The Press has gone bonkers for the latest advice on low-fat diets being bad for us this week.

fat-label

The Guardian”Official advice on low-fat diet and cholesterol is wrong, says health charity”

The Telegraph “‘Eat fat to get thin’: Official diet advice is ‘disastrous’ for obesity fight, new report warns”

The Daily Mail “Now experts say low fat diets are BAD for us: Obesity charity claims we should stop counting calories and eat more healthy fats – but the Government brands advice ‘irresponsible'”

So who is right?
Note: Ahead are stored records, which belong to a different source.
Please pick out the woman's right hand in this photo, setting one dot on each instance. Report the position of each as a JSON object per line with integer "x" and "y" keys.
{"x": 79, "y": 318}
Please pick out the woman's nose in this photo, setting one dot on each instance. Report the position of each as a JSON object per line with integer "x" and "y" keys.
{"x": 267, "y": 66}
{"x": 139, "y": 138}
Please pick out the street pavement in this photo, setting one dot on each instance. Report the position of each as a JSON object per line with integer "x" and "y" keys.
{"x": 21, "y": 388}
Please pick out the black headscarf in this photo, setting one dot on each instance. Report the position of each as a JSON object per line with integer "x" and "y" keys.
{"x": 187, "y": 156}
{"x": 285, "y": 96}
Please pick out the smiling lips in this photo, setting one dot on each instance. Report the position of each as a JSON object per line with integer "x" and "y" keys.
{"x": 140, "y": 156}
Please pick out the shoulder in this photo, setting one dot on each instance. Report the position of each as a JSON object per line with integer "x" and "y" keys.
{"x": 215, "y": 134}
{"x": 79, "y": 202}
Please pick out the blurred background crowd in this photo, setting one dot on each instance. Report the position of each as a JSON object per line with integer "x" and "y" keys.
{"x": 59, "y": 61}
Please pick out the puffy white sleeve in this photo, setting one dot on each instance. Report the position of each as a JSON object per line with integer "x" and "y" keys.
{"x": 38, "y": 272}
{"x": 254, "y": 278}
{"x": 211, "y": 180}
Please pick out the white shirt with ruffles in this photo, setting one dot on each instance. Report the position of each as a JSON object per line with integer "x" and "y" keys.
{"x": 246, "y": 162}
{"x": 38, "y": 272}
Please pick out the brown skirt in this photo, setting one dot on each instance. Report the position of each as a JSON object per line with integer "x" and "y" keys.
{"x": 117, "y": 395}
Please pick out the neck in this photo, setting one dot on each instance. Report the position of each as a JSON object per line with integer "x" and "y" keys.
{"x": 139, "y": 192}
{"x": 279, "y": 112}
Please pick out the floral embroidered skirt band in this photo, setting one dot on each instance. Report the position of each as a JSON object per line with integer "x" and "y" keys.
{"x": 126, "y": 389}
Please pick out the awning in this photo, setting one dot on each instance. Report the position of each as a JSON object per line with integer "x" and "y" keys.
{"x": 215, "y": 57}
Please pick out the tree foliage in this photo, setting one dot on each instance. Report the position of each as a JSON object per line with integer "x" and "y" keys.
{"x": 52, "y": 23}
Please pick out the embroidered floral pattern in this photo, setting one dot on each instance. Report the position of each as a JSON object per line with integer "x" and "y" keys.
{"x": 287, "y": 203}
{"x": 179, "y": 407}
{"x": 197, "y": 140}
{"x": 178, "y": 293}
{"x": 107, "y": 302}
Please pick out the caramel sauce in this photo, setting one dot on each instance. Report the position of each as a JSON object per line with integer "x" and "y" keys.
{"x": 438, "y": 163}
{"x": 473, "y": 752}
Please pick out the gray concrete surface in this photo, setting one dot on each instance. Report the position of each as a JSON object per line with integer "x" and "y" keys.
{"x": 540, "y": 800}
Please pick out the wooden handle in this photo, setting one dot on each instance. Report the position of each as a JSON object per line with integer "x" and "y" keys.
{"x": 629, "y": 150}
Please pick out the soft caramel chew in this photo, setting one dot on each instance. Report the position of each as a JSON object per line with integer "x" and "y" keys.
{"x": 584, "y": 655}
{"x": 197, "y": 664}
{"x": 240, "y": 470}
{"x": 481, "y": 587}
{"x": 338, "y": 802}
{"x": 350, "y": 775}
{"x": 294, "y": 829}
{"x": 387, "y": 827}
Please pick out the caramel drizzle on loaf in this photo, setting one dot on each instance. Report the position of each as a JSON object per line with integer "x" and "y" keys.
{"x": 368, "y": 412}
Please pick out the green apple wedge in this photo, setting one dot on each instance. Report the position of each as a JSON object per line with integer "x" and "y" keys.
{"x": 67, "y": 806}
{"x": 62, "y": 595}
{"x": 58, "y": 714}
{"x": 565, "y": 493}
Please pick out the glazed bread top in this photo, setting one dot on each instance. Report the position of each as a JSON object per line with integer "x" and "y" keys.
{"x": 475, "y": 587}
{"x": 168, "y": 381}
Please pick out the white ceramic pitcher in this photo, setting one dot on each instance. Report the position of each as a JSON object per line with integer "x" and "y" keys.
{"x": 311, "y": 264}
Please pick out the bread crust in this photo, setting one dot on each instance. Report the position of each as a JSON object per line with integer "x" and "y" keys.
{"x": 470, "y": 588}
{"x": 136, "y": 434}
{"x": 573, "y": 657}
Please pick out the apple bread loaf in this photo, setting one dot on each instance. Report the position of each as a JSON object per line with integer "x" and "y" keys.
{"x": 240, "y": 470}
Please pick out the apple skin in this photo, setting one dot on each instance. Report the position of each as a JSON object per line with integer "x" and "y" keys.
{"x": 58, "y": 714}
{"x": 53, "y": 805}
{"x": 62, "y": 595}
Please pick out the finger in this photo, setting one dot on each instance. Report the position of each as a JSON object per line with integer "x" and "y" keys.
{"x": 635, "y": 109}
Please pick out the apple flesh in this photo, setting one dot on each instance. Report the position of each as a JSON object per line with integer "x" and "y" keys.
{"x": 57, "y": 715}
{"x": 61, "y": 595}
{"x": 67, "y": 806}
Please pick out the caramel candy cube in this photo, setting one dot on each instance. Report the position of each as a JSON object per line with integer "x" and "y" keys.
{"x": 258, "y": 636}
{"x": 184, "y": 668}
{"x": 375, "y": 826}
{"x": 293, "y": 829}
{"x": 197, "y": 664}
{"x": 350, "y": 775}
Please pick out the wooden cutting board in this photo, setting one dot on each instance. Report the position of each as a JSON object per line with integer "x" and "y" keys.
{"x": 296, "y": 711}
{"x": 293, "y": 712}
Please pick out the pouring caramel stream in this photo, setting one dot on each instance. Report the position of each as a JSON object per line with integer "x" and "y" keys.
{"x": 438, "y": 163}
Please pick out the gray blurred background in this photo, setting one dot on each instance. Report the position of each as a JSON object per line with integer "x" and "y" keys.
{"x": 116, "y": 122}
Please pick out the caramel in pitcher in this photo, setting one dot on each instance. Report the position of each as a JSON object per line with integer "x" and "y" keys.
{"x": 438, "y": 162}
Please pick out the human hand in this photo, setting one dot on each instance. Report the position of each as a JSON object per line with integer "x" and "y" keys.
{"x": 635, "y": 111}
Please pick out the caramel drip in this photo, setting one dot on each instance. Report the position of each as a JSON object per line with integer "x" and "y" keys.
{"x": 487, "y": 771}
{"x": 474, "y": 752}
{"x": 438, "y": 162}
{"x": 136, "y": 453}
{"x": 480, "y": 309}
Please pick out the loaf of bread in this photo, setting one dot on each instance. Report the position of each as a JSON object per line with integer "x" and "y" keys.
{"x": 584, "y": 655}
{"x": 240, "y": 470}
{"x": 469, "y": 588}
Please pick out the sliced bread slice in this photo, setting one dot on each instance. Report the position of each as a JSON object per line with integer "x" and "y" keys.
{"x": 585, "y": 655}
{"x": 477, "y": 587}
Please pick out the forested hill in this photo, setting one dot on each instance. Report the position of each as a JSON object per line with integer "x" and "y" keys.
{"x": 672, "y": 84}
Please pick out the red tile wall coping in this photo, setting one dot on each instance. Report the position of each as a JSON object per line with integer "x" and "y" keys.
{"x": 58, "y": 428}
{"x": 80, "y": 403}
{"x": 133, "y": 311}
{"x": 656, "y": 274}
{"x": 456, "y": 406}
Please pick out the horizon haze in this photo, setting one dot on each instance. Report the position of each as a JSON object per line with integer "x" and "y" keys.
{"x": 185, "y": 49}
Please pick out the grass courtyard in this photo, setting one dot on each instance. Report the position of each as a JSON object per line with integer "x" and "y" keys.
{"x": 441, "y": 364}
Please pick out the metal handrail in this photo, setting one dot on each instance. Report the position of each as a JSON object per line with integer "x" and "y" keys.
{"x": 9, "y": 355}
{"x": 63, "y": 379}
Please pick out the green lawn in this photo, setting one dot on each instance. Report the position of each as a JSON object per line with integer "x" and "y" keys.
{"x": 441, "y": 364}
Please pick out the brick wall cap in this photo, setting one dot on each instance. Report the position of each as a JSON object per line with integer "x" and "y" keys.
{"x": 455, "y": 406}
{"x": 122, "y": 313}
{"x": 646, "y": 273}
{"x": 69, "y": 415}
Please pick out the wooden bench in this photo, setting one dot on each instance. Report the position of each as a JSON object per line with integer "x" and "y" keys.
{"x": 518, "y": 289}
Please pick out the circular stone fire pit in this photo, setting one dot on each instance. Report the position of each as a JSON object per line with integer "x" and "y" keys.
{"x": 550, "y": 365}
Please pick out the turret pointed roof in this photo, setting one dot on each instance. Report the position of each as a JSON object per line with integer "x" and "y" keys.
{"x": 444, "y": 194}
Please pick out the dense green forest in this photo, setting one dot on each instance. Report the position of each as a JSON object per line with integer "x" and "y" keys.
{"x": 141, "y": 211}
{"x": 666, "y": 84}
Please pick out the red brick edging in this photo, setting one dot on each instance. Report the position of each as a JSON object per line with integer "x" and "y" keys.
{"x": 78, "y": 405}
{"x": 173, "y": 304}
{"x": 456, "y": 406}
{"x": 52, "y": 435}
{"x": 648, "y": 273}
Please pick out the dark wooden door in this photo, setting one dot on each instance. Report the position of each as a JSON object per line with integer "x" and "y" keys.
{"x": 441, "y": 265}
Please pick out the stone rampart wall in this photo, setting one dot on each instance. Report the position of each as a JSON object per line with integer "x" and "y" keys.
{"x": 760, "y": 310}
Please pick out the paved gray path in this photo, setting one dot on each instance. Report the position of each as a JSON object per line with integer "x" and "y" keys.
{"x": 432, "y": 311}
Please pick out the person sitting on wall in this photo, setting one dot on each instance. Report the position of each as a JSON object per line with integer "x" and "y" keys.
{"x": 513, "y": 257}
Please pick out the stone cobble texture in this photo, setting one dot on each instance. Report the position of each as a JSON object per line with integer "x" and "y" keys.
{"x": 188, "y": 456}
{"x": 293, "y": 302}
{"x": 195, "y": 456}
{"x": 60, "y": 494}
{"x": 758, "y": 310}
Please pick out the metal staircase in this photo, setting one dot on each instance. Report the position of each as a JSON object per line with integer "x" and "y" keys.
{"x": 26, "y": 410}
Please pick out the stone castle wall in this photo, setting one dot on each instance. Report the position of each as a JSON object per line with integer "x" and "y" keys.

Does anyone think, here we go again?

I would think the advice of the diet where we are encouraged to eat more fat, cut carbohydrates and ignore our calorie intake could be equally as damaging, as the advice to eat low fat, high sugar diets which have been pushed for the past 10 or so years.  Especially in the hands of the everyday normal person, who doesn’t necessarily understand a saturated v’s an unsaturated v’s a monounsaturated fat.

Surely a diet where we eat natural, unprocessed foods, and a good variety of them, where we eat complex carbohydrates, rather than simple carbohydrates, and we moderate our portion control is the healthiest option?

Do we not stick to the old adage “a little of what you fancy does you good?”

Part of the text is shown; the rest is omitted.